Stephen A. Smith is never short on opinions, whether the subject is basketball, football or, apparently, his own dating life. The ESPN host made an appearance on Cam Newton’s Funky Friday podcast on May 1 and, when the conversation turned to relationships, he did not soften his answer or reach for diplomatic language.
Asked about the qualities he looks for in a potential partner, Smith initially began listing intelligence and strong conversational ability as his top priorities. Then he caught himself. He paused, reconsidered and moved those two traits down the list entirely, placing them at second and third. At the top, he said, is sex appeal and nothing else comes before it.
His reasoning was simple and consistent with the directness his audience has come to expect from him. If the physical attraction is not there from the start, he argued, nothing else that follows will be enough to change that. He was clear that this was not about having a specific type or a narrow preference, but about the reality that romantic interest has to begin somewhere, and for him it begins with physical chemistry.

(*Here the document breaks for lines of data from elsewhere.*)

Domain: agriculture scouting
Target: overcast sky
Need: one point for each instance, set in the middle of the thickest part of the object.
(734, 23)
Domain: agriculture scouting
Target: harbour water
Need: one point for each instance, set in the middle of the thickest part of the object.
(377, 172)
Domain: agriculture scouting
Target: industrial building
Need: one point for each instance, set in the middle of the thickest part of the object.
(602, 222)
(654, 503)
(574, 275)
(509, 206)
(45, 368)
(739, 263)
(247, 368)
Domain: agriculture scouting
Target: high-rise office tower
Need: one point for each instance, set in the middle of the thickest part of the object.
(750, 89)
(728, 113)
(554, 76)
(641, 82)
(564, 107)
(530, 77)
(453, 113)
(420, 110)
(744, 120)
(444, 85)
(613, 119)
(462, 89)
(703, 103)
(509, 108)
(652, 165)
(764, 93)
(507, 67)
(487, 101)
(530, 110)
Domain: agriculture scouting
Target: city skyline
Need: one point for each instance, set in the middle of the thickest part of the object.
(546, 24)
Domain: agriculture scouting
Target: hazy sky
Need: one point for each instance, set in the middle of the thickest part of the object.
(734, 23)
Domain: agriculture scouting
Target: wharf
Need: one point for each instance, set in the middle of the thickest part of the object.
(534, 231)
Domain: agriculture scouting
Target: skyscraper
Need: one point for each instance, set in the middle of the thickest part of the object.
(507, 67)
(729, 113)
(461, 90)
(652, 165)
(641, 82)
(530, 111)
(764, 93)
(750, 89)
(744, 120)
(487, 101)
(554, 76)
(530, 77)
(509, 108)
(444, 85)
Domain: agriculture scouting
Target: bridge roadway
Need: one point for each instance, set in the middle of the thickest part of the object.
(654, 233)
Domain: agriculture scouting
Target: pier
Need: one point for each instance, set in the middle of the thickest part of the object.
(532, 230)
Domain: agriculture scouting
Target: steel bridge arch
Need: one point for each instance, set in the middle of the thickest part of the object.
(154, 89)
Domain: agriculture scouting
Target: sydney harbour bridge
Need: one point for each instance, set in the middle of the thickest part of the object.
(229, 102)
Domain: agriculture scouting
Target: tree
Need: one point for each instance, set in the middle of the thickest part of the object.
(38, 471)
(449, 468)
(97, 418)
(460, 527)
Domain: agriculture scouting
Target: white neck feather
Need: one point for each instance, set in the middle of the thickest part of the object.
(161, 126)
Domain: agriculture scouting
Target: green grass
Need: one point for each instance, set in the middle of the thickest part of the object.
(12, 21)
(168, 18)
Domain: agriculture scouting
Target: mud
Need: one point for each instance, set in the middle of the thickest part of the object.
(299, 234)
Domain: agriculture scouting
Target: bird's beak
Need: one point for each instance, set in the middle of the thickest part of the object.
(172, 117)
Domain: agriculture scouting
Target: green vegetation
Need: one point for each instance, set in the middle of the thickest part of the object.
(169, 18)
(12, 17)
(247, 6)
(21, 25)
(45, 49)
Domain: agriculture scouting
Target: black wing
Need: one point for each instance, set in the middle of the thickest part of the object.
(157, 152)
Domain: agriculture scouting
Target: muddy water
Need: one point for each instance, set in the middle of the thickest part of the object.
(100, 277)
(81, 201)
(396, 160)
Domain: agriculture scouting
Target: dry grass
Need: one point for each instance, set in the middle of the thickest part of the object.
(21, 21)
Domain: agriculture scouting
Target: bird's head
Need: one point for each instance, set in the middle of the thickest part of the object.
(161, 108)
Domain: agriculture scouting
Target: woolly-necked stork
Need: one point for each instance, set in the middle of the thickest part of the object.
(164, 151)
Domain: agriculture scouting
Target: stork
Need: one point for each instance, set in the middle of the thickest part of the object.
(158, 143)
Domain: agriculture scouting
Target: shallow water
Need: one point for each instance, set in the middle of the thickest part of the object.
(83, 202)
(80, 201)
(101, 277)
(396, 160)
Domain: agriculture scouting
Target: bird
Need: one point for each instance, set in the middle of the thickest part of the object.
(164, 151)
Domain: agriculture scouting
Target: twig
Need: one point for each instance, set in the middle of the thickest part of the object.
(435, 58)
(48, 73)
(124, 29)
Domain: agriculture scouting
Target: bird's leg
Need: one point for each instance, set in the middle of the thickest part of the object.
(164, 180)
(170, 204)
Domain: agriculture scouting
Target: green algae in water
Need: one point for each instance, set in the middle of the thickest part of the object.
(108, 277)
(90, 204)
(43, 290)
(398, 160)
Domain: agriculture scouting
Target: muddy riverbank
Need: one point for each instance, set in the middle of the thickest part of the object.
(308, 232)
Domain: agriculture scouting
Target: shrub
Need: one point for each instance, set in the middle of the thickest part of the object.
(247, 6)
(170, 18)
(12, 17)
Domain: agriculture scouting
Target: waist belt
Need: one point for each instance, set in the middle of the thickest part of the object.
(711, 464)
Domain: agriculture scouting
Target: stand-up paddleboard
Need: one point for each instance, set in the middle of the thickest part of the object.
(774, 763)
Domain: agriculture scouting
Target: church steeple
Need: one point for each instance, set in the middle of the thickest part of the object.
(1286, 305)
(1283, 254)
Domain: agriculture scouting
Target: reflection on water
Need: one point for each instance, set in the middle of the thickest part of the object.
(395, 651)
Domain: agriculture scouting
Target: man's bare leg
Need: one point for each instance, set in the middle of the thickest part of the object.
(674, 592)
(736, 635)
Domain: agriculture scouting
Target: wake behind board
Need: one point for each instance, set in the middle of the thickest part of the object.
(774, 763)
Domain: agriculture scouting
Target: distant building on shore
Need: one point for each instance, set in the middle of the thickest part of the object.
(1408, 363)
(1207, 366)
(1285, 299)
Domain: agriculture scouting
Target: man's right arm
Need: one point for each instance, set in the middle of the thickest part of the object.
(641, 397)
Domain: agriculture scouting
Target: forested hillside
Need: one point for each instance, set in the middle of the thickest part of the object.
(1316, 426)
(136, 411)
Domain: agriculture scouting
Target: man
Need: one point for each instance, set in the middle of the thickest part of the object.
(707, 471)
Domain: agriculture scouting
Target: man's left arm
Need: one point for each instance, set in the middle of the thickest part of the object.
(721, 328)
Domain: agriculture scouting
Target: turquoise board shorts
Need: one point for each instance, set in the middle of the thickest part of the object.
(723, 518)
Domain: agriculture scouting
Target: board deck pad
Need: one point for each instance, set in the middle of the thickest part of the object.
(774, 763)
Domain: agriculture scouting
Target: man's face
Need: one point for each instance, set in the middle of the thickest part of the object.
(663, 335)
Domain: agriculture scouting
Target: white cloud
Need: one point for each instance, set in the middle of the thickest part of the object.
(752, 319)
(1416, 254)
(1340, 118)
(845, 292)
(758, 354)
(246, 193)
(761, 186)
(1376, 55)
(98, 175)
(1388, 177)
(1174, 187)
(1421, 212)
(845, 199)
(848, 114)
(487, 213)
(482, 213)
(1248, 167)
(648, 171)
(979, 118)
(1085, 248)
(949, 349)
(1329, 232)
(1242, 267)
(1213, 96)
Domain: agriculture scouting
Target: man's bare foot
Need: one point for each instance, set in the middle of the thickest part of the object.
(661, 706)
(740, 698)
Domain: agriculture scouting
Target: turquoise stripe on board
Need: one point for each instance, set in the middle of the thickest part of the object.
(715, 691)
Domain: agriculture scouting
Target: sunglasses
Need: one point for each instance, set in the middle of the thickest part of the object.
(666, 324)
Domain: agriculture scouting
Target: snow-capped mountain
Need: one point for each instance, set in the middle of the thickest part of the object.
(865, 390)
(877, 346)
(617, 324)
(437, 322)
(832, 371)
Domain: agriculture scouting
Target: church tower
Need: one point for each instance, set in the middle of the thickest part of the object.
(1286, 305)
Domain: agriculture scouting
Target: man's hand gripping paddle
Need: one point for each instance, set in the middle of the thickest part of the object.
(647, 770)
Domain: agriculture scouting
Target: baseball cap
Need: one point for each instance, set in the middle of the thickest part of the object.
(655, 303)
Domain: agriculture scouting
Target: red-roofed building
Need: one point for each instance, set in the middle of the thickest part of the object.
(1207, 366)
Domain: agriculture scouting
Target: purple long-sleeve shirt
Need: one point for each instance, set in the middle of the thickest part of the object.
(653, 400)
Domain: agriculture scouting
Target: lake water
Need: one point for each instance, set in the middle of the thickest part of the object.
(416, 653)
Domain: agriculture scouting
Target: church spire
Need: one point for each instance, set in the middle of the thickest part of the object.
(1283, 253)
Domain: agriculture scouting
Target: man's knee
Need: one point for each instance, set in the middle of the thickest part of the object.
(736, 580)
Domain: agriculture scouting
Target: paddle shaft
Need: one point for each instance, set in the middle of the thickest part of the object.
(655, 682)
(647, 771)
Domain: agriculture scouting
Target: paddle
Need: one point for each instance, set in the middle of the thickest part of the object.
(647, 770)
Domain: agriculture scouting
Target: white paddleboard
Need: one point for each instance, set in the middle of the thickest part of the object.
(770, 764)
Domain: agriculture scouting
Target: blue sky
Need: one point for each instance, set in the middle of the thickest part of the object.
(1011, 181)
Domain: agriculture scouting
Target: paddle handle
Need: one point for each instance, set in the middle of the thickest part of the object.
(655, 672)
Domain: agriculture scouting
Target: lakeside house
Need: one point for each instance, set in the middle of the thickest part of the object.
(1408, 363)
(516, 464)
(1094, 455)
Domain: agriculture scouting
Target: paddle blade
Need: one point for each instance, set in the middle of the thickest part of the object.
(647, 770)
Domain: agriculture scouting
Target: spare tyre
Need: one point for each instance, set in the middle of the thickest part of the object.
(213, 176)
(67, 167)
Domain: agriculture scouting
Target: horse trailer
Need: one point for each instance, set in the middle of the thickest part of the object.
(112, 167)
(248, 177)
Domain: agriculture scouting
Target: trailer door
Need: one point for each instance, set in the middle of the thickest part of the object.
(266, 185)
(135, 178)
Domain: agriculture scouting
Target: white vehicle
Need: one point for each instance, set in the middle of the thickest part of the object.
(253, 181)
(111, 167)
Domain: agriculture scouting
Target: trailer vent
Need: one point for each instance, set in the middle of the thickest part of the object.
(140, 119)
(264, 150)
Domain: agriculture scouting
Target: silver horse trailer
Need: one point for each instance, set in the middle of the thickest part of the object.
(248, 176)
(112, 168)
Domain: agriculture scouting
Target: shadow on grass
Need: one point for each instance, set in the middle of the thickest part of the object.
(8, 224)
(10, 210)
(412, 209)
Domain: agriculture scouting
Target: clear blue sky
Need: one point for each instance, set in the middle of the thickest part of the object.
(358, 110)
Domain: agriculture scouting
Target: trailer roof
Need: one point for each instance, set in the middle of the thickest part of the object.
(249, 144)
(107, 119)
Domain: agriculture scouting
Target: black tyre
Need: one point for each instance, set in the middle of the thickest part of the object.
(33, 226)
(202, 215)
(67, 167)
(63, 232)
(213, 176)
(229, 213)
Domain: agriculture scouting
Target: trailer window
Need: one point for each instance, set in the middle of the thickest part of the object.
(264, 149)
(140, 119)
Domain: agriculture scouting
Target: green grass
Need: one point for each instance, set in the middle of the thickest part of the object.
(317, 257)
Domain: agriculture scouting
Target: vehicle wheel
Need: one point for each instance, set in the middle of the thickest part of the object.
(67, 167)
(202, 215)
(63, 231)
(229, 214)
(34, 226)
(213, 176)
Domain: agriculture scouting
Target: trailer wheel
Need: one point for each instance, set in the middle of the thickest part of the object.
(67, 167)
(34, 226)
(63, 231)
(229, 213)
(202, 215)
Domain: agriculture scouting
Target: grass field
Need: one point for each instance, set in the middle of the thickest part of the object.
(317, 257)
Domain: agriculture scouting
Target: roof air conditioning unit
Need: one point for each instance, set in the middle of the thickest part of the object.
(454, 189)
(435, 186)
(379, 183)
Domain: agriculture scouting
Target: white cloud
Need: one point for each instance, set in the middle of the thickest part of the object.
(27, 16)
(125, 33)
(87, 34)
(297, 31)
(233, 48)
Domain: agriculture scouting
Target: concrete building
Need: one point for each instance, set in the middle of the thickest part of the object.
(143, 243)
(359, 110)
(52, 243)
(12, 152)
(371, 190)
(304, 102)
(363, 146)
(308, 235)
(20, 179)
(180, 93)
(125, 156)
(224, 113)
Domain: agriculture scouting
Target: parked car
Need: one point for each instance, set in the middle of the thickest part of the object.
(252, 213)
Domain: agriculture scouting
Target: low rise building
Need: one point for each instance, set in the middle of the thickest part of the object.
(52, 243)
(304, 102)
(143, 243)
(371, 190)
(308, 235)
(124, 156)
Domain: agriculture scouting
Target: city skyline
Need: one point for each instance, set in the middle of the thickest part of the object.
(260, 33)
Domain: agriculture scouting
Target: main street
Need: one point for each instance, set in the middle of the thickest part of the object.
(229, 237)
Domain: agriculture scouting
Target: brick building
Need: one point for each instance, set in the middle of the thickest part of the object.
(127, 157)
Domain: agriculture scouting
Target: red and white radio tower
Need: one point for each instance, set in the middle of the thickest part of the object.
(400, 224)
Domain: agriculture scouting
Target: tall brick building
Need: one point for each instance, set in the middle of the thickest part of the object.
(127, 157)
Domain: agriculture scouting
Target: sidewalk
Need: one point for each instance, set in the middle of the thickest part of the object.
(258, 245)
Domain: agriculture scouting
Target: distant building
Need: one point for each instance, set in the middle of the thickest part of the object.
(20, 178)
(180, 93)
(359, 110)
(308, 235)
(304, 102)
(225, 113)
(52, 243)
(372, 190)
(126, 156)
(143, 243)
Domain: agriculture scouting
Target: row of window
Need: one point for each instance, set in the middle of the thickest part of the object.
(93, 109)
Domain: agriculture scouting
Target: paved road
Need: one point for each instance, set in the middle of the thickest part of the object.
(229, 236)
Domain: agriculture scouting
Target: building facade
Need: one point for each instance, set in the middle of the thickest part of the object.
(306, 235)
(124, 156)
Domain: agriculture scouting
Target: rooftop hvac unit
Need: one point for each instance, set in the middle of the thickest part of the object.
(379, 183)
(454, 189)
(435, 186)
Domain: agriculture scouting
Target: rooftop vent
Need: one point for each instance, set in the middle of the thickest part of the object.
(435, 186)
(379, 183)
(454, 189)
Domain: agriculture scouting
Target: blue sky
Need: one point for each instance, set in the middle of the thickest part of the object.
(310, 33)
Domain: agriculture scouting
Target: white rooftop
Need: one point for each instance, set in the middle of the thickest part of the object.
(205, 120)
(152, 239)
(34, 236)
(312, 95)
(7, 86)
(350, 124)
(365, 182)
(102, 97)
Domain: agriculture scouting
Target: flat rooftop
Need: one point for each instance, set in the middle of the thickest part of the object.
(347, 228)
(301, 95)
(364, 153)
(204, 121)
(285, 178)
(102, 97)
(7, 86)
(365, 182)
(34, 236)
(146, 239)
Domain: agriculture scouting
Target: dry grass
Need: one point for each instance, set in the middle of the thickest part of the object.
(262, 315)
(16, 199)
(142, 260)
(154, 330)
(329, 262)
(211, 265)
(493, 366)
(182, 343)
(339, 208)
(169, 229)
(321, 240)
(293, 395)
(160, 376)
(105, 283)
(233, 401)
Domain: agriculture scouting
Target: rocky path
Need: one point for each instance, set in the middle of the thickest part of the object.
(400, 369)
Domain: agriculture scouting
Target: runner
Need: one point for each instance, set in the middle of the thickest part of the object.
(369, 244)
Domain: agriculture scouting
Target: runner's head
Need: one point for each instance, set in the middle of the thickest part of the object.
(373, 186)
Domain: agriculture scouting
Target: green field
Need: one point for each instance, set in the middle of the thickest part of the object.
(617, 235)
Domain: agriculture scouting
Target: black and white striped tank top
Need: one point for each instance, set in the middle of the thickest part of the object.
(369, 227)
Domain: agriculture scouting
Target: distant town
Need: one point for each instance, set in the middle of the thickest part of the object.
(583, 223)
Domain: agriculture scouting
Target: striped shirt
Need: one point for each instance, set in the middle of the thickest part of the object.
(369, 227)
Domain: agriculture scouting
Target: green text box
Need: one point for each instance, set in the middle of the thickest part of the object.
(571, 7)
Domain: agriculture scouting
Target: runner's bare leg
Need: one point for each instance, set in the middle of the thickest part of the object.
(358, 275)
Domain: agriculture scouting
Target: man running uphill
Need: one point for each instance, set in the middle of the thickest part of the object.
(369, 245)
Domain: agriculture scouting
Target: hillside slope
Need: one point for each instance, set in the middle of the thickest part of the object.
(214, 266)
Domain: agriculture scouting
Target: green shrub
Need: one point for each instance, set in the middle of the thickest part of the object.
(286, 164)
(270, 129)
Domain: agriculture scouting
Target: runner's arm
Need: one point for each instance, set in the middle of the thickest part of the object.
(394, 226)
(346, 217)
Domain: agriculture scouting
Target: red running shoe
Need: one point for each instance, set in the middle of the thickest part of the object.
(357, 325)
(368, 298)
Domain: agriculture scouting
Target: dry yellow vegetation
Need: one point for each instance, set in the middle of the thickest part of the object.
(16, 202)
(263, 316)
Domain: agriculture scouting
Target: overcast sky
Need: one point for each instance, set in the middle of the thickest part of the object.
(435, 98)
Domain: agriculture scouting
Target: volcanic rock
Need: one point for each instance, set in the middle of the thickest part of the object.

Why he keeps his personal life under wraps
Despite his willingness to speak openly about what he looks for in a partner, Smith has long maintained a strict boundary around his actual dating life. His current relationship status remains unclear, and he has been consistent over the years in keeping that side of his life away from public view. For someone who makes a living talking, the silence around his personal relationships is deliberate and well-guarded.
That privacy has not stopped speculation. There have been persistent rumors circulating online for years suggesting a romantic connection between Smith and Molly Qerim, a former host of ESPN’s First Take. Both have dismissed those rumors repeatedly and emphatically, with each pushing back on the idea that anything beyond a professional relationship ever existed between them.
Smith addressed the speculation in the past by pointing out that the rumors had been going around for years without any basis in reality. Qerim echoed that sentiment, describing the ongoing speculation as something she found more amusing than credible.
What the moment reveals
There is something worth noting about the way Smith handled the question on Newton’s podcast. He started with what might be considered the more socially acceptable answer, leading with intelligence and conversation, and then pulled back and replaced it with something more instinctive and less polished.
That kind of self-correction in real time is actually more revealing than a rehearsed answer would have been. It suggested that his first instinct was to present a version of himself that sounded measured and thoughtful, before deciding that honesty served him better. Whether that reads as refreshing candor or a missed opportunity to say something more nuanced probably depends on who is listening.
Newton’s Funky Friday has built a following precisely because conversations like this one tend to happen there. Guests are encouraged to be direct, and Smith, who rarely struggles to fill airtime, delivered exactly that.
Where Smith stands now
At 57, Smith shows no signs of softening his public persona or becoming more guarded in his opinions, even when those opinions are about himself. His appearance on Funky Friday was another reminder that he applies the same energy to personal topics that he brings to sports debate.
What he looks for in a partner is, ultimately, his own business. But in naming it so plainly and without hesitation, he gave his audience exactly the kind of unfiltered moment that keeps them coming back.